With spillway closing, Lake Pontchartrain enters next phase

Bonnet Carre Spillway opening, hot weather is perfect storm for algae blooms

Last Saturday (June 11,) the U.S. Army Corps of Engineers began closing the Bonnet Carre spillway. Closing 20 to 30 bays per day (river stage permitting), the structure may be entirely closed in a couple of weeks.

With the closure comes the next phase of impacts to Lake Pontchartrain. Lake users are asked to contact the Lake Pontchartrain Basin Foundation if they happen to encounter anything out of the ordinary so the foundation can track locations of events.

With the high lake level and lack of rain, the foundation is noticing that many Northshore rivers are not flowing much. This is causing dissolved oxygen levels to be very low in the rivers, and can potentially lead to fish kills. This has already happened once or twice, according to the foundation.
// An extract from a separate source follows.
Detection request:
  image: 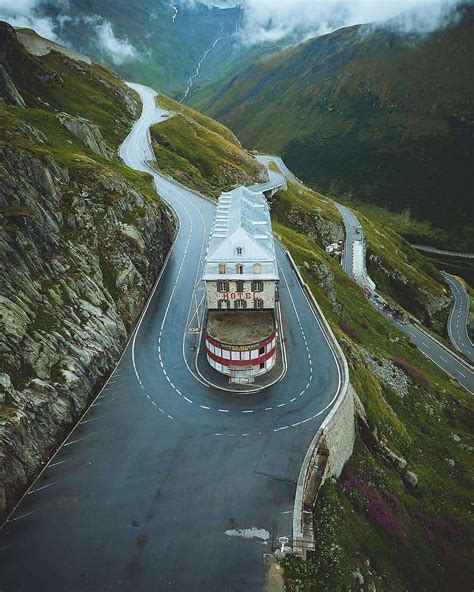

If you see a number of dead, floating fish in a Northshore river (particularly near the lake), you are asked to contact the foundation. They will investigate and notify agencies.

With the flow from the Bonnet Carre stopped and no wind, the sediment in the Mississippi River water (that is now in Lake Pontchartrain) will begin to sink out of the water column. This will leave the water very clear and full of nutrients – a perfect situation for algae growth.

Some species of algae have toxins that can affect pets and humans, so it is best to avoid swimming in it. Once the algae grow and die, the bacteria that decompose them will use all of the oxygen in the water and could lead to fish kills.

From past Bonnet Carre openings, the foundation anticipates that the lake will return to normal conditions in about six months.